6. Il résulte de l'instruction que le 2 novembre 2015, le vérificateur a fait usage du droit de communication auprès de la mairie d'Orchamps-Vennes afin d'obtenir tous renseignements relatifs à la situation des parcelles situées au 2 rue des Chênes appartenant à M. D... au regard du plan local d'urbanisme et aux demandes de permis de construire et déclarations préalables se rapportant aux bâtiments situés au 13 rue du docteur B.... Des éléments ont été communiqués à l'administration le 2 novembre 2015. Les renseignements relatifs au classement du terrain non bâti dans le plan local d'urbanisme ont été indiqués aux contribuables dans la proposition de rectification du 11 décembre 2015. Cette proposition de rectification mentionnait, avec une précision suffisante, l'origine et la teneur des renseignements obtenus auprès de la commune d'Orchamps-Vennes. Par suite, il appartenait au requérant, en vertu des règles ci-dessus rappelées, de demander à l'administration la communication des documents les contenant avant la mise en recouvrement des impositions, ce qu'il n'a pas fait. Il s'ensuit que le requérant n'est pas fondé à soutenir qu'il aurait été privé de la garantie prévue à l'article L. 76 B du livre des procédures fiscales.

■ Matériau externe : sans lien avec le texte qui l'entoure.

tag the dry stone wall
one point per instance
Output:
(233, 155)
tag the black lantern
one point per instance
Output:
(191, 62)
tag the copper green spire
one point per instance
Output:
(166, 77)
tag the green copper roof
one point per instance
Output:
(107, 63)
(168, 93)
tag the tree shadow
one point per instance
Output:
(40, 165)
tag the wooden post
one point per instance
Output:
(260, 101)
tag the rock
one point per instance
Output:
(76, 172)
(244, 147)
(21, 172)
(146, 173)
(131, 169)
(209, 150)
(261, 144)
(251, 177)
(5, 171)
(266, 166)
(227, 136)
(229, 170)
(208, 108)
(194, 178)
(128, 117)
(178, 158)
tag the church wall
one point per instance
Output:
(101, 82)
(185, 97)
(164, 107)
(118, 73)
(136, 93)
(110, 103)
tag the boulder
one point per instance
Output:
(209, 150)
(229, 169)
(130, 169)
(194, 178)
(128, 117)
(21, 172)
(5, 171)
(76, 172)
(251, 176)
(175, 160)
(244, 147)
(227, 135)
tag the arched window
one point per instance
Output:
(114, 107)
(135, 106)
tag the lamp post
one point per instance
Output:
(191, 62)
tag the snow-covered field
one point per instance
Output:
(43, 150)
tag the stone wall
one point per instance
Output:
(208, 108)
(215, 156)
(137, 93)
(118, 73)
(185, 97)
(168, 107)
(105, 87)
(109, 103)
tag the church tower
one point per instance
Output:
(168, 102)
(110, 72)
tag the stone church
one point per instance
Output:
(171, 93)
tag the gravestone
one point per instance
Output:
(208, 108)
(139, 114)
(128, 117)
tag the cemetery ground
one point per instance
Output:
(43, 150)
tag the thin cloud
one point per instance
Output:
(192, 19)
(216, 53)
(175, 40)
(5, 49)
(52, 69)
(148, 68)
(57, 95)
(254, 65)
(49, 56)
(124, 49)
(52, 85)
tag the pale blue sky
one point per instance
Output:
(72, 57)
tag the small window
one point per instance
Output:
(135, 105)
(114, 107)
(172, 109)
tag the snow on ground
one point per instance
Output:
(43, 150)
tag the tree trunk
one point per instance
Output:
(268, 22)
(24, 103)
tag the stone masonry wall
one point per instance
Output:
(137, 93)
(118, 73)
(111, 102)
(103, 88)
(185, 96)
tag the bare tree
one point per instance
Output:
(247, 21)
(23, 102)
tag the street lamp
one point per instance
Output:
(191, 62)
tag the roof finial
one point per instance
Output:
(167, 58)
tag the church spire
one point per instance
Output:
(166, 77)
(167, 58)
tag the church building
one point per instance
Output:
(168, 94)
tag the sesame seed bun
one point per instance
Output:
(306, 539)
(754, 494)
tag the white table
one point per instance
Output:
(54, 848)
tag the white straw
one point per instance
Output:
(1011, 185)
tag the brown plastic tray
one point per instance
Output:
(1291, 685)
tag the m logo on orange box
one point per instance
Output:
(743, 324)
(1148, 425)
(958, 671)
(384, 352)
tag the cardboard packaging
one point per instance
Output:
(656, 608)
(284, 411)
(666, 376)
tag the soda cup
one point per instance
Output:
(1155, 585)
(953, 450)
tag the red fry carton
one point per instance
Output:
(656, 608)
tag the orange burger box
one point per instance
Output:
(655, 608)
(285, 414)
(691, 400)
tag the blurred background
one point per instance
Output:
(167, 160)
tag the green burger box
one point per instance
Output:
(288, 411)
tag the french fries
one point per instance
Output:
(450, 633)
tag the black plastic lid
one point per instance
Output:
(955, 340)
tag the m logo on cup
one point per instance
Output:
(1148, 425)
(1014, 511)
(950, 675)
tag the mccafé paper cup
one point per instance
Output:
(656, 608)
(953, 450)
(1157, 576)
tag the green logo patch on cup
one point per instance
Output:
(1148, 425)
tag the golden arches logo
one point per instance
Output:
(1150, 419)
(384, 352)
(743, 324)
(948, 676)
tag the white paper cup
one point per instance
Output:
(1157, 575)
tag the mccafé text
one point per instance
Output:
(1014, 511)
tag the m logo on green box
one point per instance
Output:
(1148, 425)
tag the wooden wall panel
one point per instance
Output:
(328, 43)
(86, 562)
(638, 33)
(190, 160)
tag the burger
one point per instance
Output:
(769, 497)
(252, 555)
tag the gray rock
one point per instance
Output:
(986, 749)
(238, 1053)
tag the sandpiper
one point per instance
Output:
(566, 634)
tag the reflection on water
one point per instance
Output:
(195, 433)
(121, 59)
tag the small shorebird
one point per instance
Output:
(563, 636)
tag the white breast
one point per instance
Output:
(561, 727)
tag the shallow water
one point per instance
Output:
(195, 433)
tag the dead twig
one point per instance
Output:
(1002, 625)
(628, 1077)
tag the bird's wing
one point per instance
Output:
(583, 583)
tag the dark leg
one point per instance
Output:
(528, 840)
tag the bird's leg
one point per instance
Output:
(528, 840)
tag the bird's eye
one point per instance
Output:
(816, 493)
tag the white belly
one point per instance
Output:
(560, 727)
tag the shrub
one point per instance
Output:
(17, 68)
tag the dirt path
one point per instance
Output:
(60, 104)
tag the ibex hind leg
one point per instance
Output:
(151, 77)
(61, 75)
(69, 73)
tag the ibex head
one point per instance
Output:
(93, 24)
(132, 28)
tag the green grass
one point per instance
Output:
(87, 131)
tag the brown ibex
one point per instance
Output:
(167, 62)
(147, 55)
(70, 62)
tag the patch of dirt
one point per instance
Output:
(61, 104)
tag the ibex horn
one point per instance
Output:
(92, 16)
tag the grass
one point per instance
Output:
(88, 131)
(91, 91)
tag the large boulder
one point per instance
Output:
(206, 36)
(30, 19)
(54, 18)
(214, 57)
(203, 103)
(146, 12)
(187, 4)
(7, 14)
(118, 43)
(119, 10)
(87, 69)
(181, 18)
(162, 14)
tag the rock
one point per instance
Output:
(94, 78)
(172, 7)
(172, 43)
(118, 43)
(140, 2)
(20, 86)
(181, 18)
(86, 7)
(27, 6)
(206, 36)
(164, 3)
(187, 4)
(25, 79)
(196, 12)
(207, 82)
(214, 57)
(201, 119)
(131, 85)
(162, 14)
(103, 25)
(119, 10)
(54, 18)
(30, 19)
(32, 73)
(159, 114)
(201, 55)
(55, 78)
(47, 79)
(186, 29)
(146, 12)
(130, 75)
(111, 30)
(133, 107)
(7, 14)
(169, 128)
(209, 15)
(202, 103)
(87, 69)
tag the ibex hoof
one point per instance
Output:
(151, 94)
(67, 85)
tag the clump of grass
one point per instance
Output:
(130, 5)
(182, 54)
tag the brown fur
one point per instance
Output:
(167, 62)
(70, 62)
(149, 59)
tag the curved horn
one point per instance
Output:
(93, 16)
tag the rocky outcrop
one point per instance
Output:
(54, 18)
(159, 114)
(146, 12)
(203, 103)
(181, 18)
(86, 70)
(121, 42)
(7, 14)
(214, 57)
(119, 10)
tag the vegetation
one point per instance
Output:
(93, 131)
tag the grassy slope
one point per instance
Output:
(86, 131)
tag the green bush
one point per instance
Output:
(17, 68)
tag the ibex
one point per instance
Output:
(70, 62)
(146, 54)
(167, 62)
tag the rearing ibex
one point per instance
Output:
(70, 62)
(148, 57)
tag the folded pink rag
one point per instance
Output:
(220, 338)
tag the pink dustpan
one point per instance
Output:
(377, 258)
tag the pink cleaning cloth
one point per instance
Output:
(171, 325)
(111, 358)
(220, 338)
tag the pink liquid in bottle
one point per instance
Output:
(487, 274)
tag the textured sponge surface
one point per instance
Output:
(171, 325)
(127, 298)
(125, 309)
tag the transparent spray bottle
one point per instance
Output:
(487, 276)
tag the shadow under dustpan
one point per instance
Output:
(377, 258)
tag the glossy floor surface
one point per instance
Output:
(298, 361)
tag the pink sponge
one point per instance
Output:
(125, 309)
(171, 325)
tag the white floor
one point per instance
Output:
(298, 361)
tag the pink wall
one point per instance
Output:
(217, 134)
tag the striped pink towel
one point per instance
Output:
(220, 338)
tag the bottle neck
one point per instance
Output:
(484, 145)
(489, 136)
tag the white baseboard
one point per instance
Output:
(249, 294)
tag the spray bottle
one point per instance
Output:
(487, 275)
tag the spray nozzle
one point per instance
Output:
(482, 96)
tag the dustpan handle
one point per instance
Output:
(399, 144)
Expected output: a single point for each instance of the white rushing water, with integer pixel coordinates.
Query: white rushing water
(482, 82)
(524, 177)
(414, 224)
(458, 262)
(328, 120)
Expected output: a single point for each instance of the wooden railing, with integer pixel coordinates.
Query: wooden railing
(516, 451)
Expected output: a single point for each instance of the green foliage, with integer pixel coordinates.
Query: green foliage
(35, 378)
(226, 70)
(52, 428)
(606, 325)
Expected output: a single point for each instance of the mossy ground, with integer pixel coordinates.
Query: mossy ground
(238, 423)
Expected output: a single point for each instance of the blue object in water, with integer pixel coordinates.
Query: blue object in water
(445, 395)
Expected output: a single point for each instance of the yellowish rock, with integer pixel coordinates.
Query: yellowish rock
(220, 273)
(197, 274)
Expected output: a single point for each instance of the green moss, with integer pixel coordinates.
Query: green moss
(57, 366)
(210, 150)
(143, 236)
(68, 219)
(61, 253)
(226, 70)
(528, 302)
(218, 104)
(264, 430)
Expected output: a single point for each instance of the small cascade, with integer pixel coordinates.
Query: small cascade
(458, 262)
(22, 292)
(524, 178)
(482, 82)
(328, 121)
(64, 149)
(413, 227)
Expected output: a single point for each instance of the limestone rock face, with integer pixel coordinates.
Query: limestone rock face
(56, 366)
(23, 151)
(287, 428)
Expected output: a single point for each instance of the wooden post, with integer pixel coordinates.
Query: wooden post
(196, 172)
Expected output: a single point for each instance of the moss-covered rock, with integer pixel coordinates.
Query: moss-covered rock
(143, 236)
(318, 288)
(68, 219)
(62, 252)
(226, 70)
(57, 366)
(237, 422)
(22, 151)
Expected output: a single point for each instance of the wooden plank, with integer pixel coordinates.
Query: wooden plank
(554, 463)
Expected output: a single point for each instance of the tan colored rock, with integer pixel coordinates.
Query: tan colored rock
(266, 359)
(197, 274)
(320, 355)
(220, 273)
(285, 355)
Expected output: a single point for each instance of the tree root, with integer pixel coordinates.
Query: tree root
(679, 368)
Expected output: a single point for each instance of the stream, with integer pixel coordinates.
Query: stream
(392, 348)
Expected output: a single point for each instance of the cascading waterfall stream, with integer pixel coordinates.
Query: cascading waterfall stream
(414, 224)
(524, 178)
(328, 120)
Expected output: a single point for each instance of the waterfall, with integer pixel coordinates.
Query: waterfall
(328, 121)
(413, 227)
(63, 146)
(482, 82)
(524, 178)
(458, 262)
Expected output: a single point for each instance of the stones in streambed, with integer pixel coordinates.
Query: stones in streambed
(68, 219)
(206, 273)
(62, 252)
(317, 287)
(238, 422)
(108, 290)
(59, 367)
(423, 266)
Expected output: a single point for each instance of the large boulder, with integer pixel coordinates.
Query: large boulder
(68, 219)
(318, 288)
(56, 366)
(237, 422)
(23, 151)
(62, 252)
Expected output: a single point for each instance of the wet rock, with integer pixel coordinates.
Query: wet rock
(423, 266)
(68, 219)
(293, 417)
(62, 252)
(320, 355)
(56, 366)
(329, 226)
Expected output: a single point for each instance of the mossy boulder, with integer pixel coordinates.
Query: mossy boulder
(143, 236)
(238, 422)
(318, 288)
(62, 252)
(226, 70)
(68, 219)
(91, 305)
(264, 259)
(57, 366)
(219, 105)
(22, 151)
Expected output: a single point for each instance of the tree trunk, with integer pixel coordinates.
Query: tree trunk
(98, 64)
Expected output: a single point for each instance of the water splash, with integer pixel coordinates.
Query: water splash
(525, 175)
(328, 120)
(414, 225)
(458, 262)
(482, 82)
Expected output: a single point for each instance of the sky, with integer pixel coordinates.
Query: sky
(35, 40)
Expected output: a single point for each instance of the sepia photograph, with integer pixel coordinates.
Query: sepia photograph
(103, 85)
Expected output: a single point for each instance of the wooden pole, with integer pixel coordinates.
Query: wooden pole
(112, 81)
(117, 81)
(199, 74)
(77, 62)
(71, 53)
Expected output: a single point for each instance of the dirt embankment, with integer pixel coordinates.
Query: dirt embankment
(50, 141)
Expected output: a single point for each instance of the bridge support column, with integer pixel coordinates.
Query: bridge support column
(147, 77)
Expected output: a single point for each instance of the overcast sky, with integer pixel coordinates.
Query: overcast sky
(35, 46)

7. En deuxième lieu, aux termes de l'article L. 48 du livre des procédures fiscales : " A l'issue d'un examen contradictoire de la situation fiscale personnelle au regard de l'impôt sur le revenu ou d'une vérification de comptabilité, lorsque des rectifications sont envisagées, l'administration doit indiquer, avant que le contribuable présente ses observations ou accepte les rehaussements proposés, dans la proposition prévue au premier alinéa de l'article L. 57 ou dans la notification mentionnée à l'article L. 76, le montant des droits, taxes et pénalités résultant de ces rectifications ".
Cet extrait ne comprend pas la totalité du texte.